Some argue that Rodman’s visit lends legitimacy to the regime or helps it survive, but I fail to see any mechanism by which Dennis Rodman’s visit could hasten or delay any potential collapse of the North Korean state. If Rodman presented Stephanopoulos’ human rights letter to Kim, does anyone expect in seriousness that Kim’s heart would melt and he’d throw open the doors of his prison camps? Would Kim be so heartbroken at the rebuke of one of his favourite 90’s NBA players that he’d change over the North Korean state to please him? I do not think even Stephanopoulos is so daft as to believe such. How can being friends with a person who does awful things be wrong if it does not contribute to the furthering of those awful behaviours? The man who rejects friendship on some foolish principle gains nothing and loses only the opportunity for friendship.

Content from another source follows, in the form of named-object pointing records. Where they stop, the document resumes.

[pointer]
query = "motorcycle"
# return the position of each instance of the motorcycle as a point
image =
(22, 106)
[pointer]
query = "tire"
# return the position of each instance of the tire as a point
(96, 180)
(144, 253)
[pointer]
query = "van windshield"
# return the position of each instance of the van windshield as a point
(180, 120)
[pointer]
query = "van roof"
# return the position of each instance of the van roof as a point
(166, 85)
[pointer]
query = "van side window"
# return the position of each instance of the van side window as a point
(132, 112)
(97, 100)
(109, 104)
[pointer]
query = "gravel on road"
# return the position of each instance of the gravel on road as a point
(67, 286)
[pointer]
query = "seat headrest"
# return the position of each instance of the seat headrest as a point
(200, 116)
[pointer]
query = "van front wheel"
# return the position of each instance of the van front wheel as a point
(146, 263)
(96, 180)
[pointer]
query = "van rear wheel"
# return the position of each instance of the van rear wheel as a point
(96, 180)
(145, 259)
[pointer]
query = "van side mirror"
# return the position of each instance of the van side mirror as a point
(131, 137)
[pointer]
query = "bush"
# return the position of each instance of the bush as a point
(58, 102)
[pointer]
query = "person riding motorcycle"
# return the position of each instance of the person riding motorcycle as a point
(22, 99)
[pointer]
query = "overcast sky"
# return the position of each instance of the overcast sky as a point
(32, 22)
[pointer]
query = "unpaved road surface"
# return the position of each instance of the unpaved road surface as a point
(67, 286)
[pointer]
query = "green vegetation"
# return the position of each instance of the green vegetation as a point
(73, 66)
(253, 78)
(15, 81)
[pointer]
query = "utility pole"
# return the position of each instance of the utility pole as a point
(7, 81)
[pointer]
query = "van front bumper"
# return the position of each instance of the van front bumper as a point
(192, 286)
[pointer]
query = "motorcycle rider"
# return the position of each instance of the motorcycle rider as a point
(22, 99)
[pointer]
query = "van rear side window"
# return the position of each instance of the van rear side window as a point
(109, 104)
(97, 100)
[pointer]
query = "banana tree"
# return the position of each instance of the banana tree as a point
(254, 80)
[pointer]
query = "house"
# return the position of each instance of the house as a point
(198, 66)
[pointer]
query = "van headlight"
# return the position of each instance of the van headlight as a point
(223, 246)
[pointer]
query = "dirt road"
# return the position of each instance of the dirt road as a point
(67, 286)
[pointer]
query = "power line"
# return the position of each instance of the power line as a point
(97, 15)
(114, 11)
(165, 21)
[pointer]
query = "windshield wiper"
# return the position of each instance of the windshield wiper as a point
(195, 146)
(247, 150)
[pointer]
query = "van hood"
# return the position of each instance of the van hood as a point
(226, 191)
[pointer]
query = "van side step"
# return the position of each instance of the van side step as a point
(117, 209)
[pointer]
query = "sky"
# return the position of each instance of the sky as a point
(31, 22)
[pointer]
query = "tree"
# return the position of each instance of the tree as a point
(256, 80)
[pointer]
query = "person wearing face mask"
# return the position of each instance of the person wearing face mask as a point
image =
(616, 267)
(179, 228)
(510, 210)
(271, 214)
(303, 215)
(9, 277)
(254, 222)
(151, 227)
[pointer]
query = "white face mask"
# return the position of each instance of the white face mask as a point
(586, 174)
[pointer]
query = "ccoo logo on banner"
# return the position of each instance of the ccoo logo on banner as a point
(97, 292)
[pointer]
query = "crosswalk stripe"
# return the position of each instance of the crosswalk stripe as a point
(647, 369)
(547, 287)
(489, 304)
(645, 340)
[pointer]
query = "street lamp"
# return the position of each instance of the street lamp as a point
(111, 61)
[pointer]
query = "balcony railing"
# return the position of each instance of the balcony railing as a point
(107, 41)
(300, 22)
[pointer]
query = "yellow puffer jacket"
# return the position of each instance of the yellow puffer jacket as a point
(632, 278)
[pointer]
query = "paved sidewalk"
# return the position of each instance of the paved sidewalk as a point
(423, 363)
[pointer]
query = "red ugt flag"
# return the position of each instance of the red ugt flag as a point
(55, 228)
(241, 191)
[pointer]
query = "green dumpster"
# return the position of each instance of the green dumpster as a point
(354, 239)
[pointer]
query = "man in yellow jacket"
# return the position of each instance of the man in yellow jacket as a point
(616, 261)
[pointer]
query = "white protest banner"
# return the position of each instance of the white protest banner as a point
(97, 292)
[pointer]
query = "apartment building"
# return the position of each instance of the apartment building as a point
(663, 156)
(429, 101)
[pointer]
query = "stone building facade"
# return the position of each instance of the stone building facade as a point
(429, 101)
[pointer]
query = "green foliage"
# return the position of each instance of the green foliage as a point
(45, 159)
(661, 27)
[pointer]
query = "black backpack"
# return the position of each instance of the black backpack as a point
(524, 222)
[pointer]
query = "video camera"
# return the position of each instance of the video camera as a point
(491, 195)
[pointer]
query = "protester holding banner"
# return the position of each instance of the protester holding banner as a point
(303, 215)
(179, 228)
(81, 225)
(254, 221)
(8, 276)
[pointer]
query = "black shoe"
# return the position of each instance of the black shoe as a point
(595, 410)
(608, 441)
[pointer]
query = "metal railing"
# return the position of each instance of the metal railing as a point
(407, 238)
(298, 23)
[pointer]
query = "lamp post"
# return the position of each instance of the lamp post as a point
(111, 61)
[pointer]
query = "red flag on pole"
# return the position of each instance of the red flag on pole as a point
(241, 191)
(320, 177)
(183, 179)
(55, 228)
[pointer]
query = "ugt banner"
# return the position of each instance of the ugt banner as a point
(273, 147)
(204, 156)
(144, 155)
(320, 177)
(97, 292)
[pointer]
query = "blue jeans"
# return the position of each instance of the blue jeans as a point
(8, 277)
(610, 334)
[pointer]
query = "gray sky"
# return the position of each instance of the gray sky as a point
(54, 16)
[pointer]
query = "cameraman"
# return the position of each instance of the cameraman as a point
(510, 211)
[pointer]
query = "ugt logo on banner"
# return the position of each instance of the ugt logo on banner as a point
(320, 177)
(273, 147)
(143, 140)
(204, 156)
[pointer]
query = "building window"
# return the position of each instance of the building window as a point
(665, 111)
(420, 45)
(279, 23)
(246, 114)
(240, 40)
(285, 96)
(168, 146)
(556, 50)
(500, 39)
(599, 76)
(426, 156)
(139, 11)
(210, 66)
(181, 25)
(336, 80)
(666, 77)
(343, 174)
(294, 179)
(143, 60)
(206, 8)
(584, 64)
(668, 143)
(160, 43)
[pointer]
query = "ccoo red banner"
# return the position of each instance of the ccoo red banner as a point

But you know what would have happened if Rodman were rude to Kim? He wouldn’t have gotten the opportunity to spend nearly so much time with the supreme leader, to learn about him and to get inside his head. He wouldn’t be the one American in the world right now with the most intimate knowledge of the personality and workings of North Korea’s head of state. Dennis Rodman has had the experience of a lifetime. If history is any guide, no state lasts forever. One day the DPRK won’t be around anymore, and Dennis Rodman will have been the only westerner who got to know personally one of its heads of state. And in the meantime, if there’s one thing Rodman has illustrated, it is that Kim Jong-un is not simply an insane person, he is someone who is at the very minimum capable of holding an amicable conversation with a westerner.

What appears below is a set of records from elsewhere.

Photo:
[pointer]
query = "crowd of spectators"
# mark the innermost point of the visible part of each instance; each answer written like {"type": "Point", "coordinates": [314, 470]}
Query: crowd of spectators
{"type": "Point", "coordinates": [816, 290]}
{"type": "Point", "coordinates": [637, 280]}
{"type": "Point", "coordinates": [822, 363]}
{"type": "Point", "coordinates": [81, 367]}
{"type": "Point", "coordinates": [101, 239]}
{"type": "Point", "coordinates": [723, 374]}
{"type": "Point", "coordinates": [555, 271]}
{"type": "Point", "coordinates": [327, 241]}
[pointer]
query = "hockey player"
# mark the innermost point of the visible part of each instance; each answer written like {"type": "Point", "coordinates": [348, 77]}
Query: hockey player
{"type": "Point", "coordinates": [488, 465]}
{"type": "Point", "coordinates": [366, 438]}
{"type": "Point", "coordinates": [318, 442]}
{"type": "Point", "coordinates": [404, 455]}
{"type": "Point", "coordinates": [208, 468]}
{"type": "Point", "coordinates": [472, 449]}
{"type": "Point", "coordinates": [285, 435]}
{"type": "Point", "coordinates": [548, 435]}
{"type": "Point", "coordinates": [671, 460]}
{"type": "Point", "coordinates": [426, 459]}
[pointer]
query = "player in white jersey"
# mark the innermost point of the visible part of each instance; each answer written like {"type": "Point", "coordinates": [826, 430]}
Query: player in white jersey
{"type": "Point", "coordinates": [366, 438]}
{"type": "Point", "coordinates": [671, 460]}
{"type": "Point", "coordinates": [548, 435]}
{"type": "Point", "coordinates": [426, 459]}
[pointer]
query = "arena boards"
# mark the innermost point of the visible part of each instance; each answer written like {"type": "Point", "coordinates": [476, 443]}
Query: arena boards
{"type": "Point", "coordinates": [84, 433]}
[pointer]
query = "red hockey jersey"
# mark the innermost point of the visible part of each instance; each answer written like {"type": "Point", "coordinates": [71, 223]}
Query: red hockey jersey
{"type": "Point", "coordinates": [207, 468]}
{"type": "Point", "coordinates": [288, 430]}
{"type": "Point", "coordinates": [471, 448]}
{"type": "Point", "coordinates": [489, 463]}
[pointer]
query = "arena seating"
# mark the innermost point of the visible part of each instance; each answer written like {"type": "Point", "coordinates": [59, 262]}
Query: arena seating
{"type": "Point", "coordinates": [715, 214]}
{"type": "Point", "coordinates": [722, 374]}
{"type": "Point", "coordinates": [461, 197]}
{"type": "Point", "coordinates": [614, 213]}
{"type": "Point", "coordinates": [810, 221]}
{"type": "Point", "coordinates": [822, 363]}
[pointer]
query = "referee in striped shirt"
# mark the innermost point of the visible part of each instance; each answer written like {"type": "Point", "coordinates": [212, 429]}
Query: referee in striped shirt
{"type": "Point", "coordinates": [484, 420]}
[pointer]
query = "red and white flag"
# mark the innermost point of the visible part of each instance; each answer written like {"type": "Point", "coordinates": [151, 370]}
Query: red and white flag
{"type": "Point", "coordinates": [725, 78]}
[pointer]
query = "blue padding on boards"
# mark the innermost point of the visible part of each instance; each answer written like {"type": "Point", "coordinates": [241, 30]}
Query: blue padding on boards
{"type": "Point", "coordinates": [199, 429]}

Some laugh and say that Kim Jong-un was lying or manipulating Rodman when he said that he does not desire war, but why should he be? What does the DPRK have to gain from war with the United States? Any damage North Korean nuclear weapons could inflict on the United States or its allies would rebound a hundred-fold on the regime. It’s far more likely that North Korea seeks nuclear weapons to deter the United States from removing its regime from power than that it genuinely seeks to be the aggressor in a future war. Kim Jong-un enjoys being Kim Jong-un far too much to throw all that away with a reckless attack on a country whose power vastly exceeds his own.

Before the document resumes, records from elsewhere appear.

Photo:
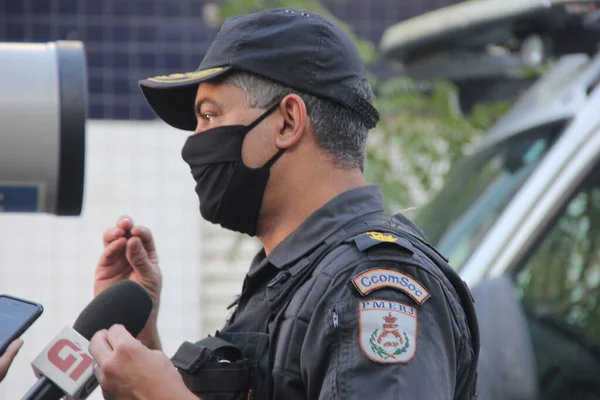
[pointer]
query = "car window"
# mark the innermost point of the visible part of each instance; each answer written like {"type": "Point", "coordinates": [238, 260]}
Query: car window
{"type": "Point", "coordinates": [476, 193]}
{"type": "Point", "coordinates": [559, 288]}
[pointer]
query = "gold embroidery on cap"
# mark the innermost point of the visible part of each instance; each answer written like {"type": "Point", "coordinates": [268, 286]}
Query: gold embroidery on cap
{"type": "Point", "coordinates": [185, 77]}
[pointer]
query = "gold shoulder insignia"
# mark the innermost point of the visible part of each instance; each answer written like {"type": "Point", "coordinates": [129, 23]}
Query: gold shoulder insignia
{"type": "Point", "coordinates": [382, 237]}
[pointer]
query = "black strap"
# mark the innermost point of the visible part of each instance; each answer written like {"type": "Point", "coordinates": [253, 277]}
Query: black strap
{"type": "Point", "coordinates": [190, 357]}
{"type": "Point", "coordinates": [382, 223]}
{"type": "Point", "coordinates": [220, 378]}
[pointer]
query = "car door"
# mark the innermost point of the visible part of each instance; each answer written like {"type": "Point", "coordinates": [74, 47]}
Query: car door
{"type": "Point", "coordinates": [558, 285]}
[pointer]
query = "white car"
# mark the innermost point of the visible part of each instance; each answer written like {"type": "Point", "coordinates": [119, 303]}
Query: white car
{"type": "Point", "coordinates": [520, 217]}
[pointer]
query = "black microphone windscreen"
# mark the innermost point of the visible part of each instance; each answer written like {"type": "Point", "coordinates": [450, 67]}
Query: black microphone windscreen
{"type": "Point", "coordinates": [125, 303]}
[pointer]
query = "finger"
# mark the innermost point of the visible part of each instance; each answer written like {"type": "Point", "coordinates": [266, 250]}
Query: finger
{"type": "Point", "coordinates": [125, 222]}
{"type": "Point", "coordinates": [137, 255]}
{"type": "Point", "coordinates": [112, 234]}
{"type": "Point", "coordinates": [113, 251]}
{"type": "Point", "coordinates": [118, 337]}
{"type": "Point", "coordinates": [10, 354]}
{"type": "Point", "coordinates": [100, 347]}
{"type": "Point", "coordinates": [146, 236]}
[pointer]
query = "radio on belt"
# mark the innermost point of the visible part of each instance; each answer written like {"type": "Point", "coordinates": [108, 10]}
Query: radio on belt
{"type": "Point", "coordinates": [43, 106]}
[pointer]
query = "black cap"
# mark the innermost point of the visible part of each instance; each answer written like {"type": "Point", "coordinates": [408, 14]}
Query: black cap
{"type": "Point", "coordinates": [296, 48]}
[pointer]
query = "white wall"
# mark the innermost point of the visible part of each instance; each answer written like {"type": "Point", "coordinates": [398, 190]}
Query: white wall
{"type": "Point", "coordinates": [132, 168]}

The naive and ignorant position is the one espoused by Stephanopoulos, that Kim Jong-un is some chaotic evil stereotype, seeking only death and destruction with no capacity for communication or reasonable negotiation. All people are the result of their genetics interacting with their surrounding environment. Being born the heir to the DPRK gives one a rather unique perspective, a rather skewed sense of what is good and what is bad, but it does not make one a lunatic or a mindless purveyor of evil and violence. Kim Jong-un probably sees himself as the embattled defender of a poor and mostly defenceless nation against a global hegemon, an aggressive superpower. His understanding is coloured by that perspective. His perspective isn’t right–he misunderstands us just as we misunderstand him–but this does not mean that he is himself a fundamentally bad or blameworthy person. If you were born in Kim Jong-un’s shoes, how could you turn out differently? People do not choose to do bad things deliberately, they stumble into them by accident and as a result of benign but ultimately misguided intentions. Every person is just as capable of doing terrible things given the wrong environment. Even you, even me, even George Stephanopoulos. Let he who is not dominated by his nature and his nurture cast blame and lecture on “responsibility”.
So let’s cut Dennis Rodman a break. He had the adventure of a lifetime and he made a friend, however sketch. In the meantime, the rest of us got to learn a little bit more about Kim Jong-un and North Korea, so we’re all winners here. Dennis Rodman got to play 14 seasons of NBA basketball, grab nearly 12,000 rebounds, and, in retirement, leverage that into an opportunity that has, to this point, been denied to more or less every single American and European. Kudos to him. Now let’s let Dennis get on with being Dennis.